React Native2024-06-20|8 min read

Build a Speech-to-Text React Native App with Whisper RN

On-device speech recognition has been a hard problem for mobile developers for years. Cloud APIs add latency, cost, and privacy concerns — especially in healthcare and enterprise apps where audio may contain sensitive information. whisper.rn brings OpenAI's Whisper model directly onto the device, giving you fast, accurate, offline transcription without sending a single byte to an external server.

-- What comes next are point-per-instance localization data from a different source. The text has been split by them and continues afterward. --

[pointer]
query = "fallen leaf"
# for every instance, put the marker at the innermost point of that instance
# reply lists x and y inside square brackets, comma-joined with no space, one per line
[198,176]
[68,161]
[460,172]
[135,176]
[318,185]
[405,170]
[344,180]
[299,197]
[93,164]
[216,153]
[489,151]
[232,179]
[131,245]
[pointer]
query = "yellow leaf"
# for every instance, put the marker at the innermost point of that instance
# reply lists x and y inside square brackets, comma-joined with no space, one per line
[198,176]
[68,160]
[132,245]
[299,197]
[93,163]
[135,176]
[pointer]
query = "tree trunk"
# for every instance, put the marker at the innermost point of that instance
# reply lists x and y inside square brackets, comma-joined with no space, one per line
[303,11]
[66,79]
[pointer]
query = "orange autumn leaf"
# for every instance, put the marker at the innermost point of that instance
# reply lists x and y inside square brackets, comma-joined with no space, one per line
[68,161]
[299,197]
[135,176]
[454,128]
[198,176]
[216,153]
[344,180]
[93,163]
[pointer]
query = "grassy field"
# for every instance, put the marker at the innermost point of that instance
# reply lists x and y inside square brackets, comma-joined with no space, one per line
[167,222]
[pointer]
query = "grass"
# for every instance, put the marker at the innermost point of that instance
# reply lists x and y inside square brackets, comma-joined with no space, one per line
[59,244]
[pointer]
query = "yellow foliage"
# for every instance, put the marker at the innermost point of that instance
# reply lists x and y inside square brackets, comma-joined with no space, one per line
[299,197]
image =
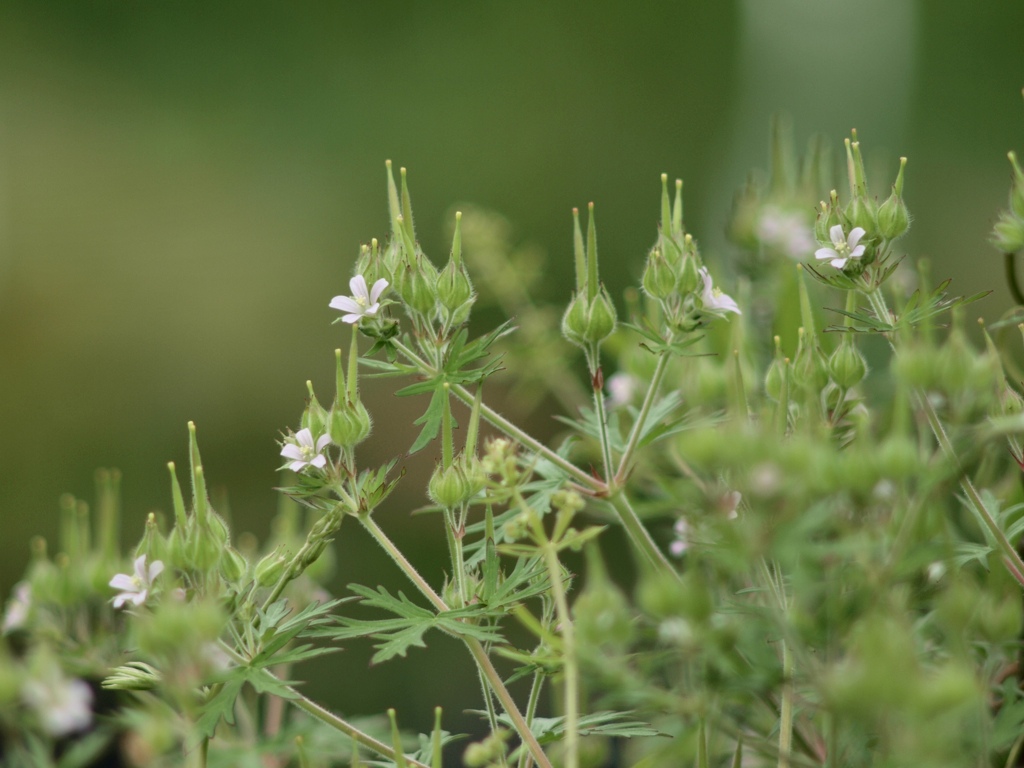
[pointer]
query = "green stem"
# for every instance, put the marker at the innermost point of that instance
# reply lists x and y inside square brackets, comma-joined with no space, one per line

I've used this in a telehealth project and the accuracy at the base.en model level genuinely surprised me.

Why Whisper RN Over Cloud APIs?

Privacy: Audio never leaves the device — essential for HIPAA-adjacent use cases.
Offline: Works without a network connection.
Cost: No per-minute billing.
Latency: On a modern iPhone or Android flagship, a 30-second clip transcribes in 3–6 seconds.

The trade-off is model size (the base model is ~140 MB) and slightly lower accuracy than Whisper Large running server-side. For most voice memo or note-taking use cases, base.en hits the sweet spot.

Installation

npm install whisper.rn
# or
yarn add whisper.rn

For iOS, run pod install inside the ios/ directory. On Android, the library ships pre-compiled native binaries, so no extra NDK configuration is needed as of whisper.rn 0.3+.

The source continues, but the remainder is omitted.